Le Royaume-Uni, où l’épidémie a déjà fait plus de 74 000 morts, a été l’un des premiers pays au monde à lancer une campagne de vaccination contre le Covid-19, et le premier à autoriser en urgence le vaccin de Pfizer-BioNTech, puis celui d’AstraZeneca et de l’université d’Oxford. Le pays change de stratégie et cherche à vacciner le plus grand nombre de personnes, au lieu de stocker les lots réservés à une seconde injection.
Ces deux vaccins sont censés être administrés en deux injections à quelques semaines d’intervalle. Or, le gouvernement britannique, sous pression après l’apparition d’un variant du virus qui semble plus contagieux, a décidé de revoir sa stratégie en distribuant la totalité des doses du vaccin Pfizer/BioNTech, afin d’atteindre le plus grand nombre de personnes vaccinées, plutôt que de conserver la moitié des lots destinés à une seconde injection. L’ultime inoculation sera donc tributaire des nouvelles livraisons du vaccin, alors que BioNTech s’attend à des ruptures d’approvisionnement.

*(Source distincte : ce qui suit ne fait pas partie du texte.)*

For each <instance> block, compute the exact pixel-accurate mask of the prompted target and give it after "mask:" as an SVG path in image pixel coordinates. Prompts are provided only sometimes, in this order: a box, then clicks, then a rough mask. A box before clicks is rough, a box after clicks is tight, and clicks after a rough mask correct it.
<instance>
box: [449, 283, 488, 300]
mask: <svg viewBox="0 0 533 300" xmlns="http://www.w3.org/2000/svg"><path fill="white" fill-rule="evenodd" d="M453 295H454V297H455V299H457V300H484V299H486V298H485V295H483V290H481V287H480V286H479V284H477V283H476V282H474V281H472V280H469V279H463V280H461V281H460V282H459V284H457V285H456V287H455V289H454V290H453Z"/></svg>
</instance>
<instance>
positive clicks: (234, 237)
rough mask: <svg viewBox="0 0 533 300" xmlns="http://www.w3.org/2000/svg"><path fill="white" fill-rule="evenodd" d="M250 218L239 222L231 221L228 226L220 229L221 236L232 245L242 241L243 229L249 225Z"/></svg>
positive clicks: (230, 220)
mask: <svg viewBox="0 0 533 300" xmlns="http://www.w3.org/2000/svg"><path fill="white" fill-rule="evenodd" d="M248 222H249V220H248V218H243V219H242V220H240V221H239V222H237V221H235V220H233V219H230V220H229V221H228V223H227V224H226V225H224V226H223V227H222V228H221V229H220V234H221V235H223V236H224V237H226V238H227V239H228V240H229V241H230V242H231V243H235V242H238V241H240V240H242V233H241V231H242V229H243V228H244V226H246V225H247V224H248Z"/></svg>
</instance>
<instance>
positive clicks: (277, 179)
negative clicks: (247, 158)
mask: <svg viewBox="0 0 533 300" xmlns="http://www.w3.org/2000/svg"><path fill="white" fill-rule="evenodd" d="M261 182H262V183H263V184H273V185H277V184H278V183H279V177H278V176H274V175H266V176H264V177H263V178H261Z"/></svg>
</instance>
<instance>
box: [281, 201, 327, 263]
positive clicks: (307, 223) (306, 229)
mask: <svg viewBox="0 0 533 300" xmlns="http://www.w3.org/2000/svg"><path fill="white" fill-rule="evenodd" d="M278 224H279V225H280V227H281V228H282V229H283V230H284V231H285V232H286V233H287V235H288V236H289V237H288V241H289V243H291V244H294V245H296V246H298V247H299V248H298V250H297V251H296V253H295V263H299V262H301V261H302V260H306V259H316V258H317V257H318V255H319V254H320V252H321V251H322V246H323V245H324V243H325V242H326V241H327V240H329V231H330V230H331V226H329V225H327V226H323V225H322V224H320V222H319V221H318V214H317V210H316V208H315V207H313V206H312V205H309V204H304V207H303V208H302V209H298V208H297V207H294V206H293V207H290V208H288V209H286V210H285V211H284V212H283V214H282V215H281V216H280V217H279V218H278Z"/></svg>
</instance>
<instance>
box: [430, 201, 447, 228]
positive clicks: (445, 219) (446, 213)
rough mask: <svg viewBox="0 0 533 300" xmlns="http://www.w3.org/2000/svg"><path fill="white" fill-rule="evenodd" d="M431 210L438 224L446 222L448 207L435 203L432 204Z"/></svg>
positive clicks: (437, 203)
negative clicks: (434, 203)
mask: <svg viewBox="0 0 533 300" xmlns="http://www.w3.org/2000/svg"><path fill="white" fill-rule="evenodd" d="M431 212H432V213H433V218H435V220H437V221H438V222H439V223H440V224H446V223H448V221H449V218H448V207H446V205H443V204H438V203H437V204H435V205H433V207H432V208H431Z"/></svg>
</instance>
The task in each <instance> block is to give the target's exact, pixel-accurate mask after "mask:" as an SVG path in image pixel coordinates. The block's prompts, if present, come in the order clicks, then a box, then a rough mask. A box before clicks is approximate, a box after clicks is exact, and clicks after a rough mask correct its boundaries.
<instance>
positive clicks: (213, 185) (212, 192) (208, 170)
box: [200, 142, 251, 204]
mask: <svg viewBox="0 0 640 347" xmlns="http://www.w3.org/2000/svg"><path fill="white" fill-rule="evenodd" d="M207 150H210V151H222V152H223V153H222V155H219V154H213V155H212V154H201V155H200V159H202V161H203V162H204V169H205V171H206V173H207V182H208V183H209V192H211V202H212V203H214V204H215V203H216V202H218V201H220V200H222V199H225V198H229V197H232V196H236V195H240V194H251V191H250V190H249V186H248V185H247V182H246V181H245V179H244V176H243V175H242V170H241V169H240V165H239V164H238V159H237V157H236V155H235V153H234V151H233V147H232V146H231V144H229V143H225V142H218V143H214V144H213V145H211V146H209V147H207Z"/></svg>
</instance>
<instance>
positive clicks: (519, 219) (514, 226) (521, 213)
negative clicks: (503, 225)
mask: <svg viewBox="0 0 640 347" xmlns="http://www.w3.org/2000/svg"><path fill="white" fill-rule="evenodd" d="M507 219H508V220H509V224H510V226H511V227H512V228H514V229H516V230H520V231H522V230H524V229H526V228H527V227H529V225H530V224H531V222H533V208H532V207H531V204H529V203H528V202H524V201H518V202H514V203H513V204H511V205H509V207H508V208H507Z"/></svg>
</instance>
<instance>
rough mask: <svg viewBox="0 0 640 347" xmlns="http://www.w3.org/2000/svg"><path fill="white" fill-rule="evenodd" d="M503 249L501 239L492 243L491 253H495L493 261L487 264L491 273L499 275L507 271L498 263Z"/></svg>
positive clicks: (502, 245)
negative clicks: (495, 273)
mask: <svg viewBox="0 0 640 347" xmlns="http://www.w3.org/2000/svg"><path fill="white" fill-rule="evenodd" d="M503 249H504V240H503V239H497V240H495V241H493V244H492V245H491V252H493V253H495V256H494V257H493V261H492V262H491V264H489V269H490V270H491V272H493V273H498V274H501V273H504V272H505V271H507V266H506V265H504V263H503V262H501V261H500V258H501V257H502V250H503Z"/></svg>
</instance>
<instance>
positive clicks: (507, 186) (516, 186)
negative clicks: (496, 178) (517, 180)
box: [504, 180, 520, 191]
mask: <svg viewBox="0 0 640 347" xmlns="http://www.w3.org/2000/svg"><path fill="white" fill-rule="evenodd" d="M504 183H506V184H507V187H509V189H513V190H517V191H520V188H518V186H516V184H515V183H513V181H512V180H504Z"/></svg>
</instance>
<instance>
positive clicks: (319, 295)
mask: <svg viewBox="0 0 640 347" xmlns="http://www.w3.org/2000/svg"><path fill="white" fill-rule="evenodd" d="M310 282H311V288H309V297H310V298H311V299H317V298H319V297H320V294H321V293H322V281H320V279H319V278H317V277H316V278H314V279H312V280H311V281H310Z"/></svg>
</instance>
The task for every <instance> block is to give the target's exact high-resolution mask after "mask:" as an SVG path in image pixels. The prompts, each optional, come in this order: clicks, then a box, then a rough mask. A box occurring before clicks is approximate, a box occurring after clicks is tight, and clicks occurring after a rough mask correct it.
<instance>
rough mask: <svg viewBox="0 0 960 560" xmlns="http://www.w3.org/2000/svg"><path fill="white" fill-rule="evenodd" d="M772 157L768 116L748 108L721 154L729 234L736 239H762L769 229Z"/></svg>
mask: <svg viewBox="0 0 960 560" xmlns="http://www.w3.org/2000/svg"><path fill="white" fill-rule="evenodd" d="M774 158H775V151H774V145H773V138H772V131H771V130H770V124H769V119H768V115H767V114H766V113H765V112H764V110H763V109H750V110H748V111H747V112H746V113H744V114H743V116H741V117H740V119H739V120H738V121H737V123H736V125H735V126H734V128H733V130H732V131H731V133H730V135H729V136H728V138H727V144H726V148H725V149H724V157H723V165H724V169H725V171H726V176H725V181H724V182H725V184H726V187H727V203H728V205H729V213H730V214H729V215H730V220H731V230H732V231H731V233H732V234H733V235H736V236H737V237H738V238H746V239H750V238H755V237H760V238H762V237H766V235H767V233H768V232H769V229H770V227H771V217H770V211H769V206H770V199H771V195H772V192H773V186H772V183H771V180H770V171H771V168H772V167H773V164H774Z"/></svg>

Face à l’urgence, le Royaume-Uni va par conséquent autoriser, au moment de la seconde injection, la combinaison de différents vaccins contre le coronavirus sous certaines conditions, en dépit du manque de preuves scientifiques de l’efficacité d’une telle association, montre un document officiel consulté par l’agence Reuters.   Si “le même vaccin n’est pas disponible ou si le premier produit reçu est inconnu, il est raisonnable de proposer une dose du produit disponible localement afin d’achever le processus”, explique ce document rendu public jeudi.
Le porte-parole du gouvernement, Gabriel Attal, a indiqué que le rythme des vaccinations allait progressivement augmenter “dès la semaine prochaine” et a assuré que l’objectif serait tenu. “Ce n’est pas une question de doses vaccinales, il n’y a pas de problèmes de pénurie”, a-t-il dit.